VITT: Symptoms, cause of concern

According to the American Society of Hematology, the symptoms could include the following:

  • severe headache

  • visual changes

  • abdominal pain

  • nausea and vomiting

  • back pain

  • shortness of breath

  • leg pain or swelling and easy bruising or bleeding.

AstraZeneca's Covid-19 vaccine: The Flinders University research

According to the study recently published in the New England Journal of Medicine, the primary causative agent of VITT is a harmful blood autoantibody which targets a protein called platelet factor 4 (PF4).

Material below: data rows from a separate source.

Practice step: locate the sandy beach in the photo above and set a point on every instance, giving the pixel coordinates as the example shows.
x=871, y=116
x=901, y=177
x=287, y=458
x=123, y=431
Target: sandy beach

In simple terms, an autoantibody is defined as a type of antibody produced by the immune system that mistakenly launches attacks on the body's own tissues, considering them foreign invaders causing hard to cure autoimmune diseases.

The patients affected by autoimmune disorders are very prone to develop blood clots in unusual places like the brain or the abdomen. They also have high levels of a substance called D-dimer in their blood.

Back in 2022, Flinders University researchers, Dr Jing Jing Wang and Professor Tom Gordon, identified a genetic risk factor related to the PF4 antibody and from their recent collaboration with international researchers, it has been observed that PF4 antibodies in both vaccine-related VITT and natural adenovirus infections share identical molecular signatures.

This new study based on a novel method designed at Flinders University, shows that a common factor in viruses and vaccines triggers these harmful antibodies. The research also highlighted that the mechanisms of antibody production in these disorders are nearly identical and share similar genetic risk factors.